Truth be told, I was more than happy to keep my distance, to remain quietly uninformed and nonjudgmental. But with a simple two-word inscription on a mini-videocassette, Annabelle Shane threw the issue onto the nation’s front burner, right along with Jeremy Sharpe, aka Hunta. I had four hours to learn everything I could about the original Bitch Fiend. So much for that comfortable space I’d put between myself and America’s war with the hip-hop nation. I guess I just picked my side, yo.

5. SUBTEXT

The story was out of Annabelle’s hands. Now that the media had a full day to dress up the event, it was purely a network affair.

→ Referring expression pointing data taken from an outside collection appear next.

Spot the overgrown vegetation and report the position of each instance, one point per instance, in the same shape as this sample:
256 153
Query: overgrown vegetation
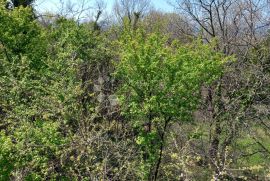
148 97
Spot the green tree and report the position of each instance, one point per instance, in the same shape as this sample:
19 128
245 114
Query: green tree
160 85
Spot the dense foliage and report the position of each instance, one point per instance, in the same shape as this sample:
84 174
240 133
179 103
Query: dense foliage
78 103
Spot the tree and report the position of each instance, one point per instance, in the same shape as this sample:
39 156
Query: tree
161 85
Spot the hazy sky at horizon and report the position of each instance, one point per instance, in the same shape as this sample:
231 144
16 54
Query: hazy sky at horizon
53 5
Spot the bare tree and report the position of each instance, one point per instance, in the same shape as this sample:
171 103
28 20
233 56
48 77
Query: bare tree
133 10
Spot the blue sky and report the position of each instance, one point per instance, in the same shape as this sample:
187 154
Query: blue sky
51 5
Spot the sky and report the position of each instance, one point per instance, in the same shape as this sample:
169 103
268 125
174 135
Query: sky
51 5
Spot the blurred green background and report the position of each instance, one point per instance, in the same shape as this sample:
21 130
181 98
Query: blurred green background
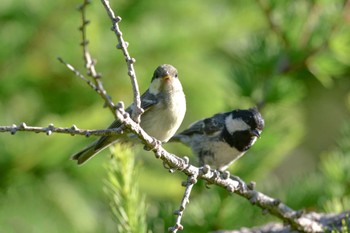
290 58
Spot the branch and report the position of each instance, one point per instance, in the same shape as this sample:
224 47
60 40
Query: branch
137 111
90 63
74 130
191 181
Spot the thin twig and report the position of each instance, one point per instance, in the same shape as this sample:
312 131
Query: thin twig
90 62
77 73
73 130
129 60
266 9
191 180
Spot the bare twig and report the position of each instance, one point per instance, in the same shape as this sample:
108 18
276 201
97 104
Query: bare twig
90 62
73 130
129 60
77 73
186 199
266 9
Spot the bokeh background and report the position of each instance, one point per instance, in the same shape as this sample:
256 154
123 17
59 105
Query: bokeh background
289 58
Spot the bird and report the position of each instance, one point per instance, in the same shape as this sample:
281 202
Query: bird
220 140
164 106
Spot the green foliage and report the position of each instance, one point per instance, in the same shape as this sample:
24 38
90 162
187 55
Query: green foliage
289 58
127 203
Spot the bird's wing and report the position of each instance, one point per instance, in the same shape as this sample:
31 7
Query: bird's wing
208 126
147 101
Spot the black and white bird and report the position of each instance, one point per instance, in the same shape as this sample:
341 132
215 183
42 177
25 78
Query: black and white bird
164 106
220 140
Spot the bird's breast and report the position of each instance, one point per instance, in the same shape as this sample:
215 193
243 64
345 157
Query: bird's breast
163 119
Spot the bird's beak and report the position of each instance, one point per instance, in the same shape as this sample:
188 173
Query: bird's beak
166 77
255 132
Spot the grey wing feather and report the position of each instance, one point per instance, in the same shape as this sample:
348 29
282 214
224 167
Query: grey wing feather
207 126
147 101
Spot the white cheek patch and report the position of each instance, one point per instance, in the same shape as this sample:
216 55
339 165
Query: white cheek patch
236 124
155 86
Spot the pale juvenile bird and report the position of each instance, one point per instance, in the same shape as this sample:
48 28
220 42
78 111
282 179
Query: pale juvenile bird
220 140
164 106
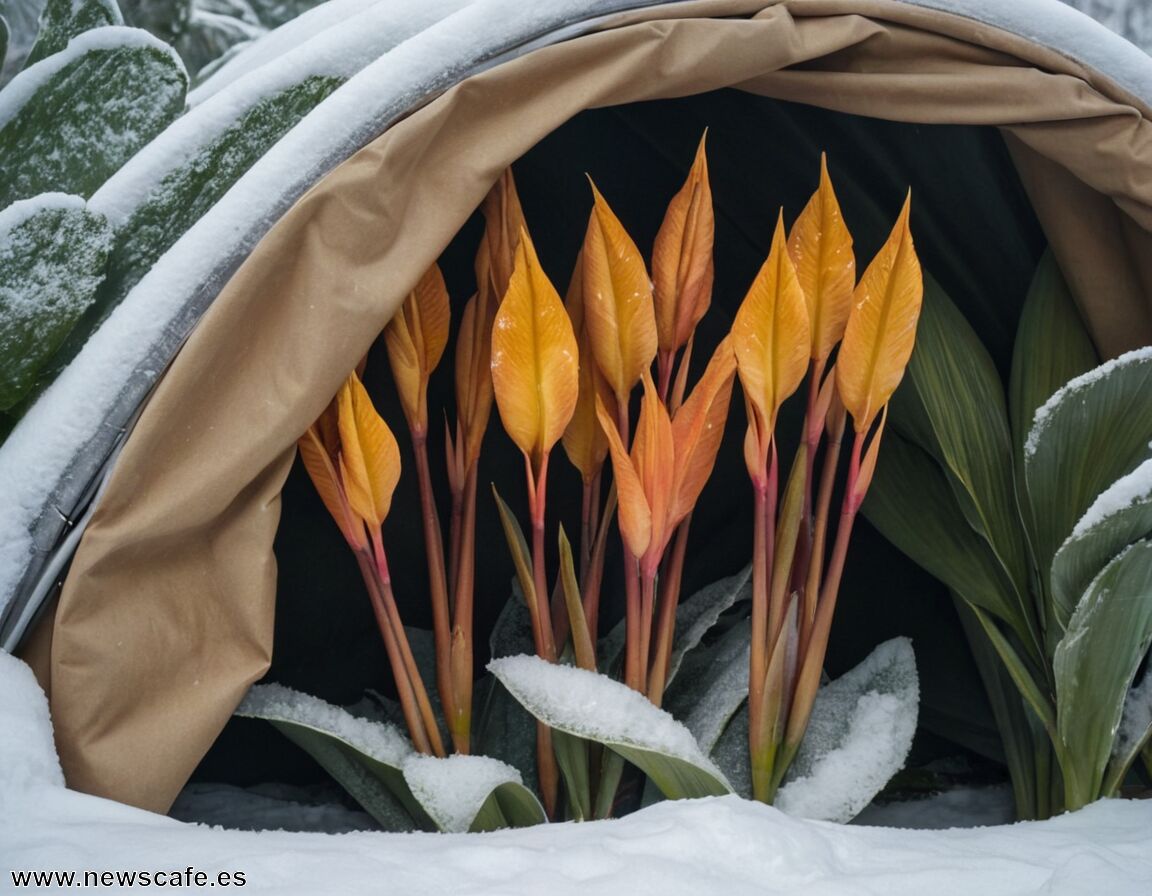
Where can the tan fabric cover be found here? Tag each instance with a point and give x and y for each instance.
(166, 617)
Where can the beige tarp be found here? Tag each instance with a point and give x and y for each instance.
(166, 616)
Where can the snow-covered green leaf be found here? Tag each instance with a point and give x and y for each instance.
(73, 119)
(471, 792)
(52, 257)
(365, 758)
(62, 20)
(1090, 433)
(595, 707)
(1122, 514)
(858, 737)
(1094, 665)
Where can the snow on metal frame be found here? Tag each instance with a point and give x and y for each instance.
(52, 461)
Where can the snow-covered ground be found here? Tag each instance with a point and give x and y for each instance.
(699, 847)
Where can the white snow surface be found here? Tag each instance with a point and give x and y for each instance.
(277, 703)
(452, 790)
(1128, 490)
(674, 849)
(597, 707)
(22, 88)
(1040, 419)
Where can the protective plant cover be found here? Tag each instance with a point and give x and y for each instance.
(166, 614)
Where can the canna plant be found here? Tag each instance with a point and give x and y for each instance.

The CBS Evening News ran a glossy four-minute eulogy of Annabelle Shane: honor student, beloved daughter, tragic symbol of a generation gone out of control. Over at ABC, Peter Jennings took a more macroscopic look at the carnage. What’s happening in our nation’s schools? How did they become so violent? More important, how can you tell if your child is on the edge? NBC picked the fruit off its own tree when it focused on the post-Melrose panic that’s infected the country. Over six hundred high schools sent their kids home early today. Another three hundred were closed entirely. Attendance rates in all remaining classes, kindergarten and up, were at their lowest since Columbine, the Titanic of school shootings. Once again, parents were afraid to drop their kids off at school. As well they should be. According to Ira, the chances of their offspring dying in an auto accident on the way to school were over nine hundred times greater than the odds of being shot by a classmate. The chances of their dying at home were only two hundred times greater. Despite all that, the L.A. Times ran a poignant piece on the rise in home schooling: it might just save your child’s life.

The one calm voice in the storm was Miranda, who spent eight hundred words highlighting the brief lives of the four students murdered by Annabelle. Yes, murdered. Once you read between her lines, it was obvious that Miranda was sick of all the double-standard knee-jerk empathy we adopted for our underage killers. Hey, assholes! This girl took innocent lives!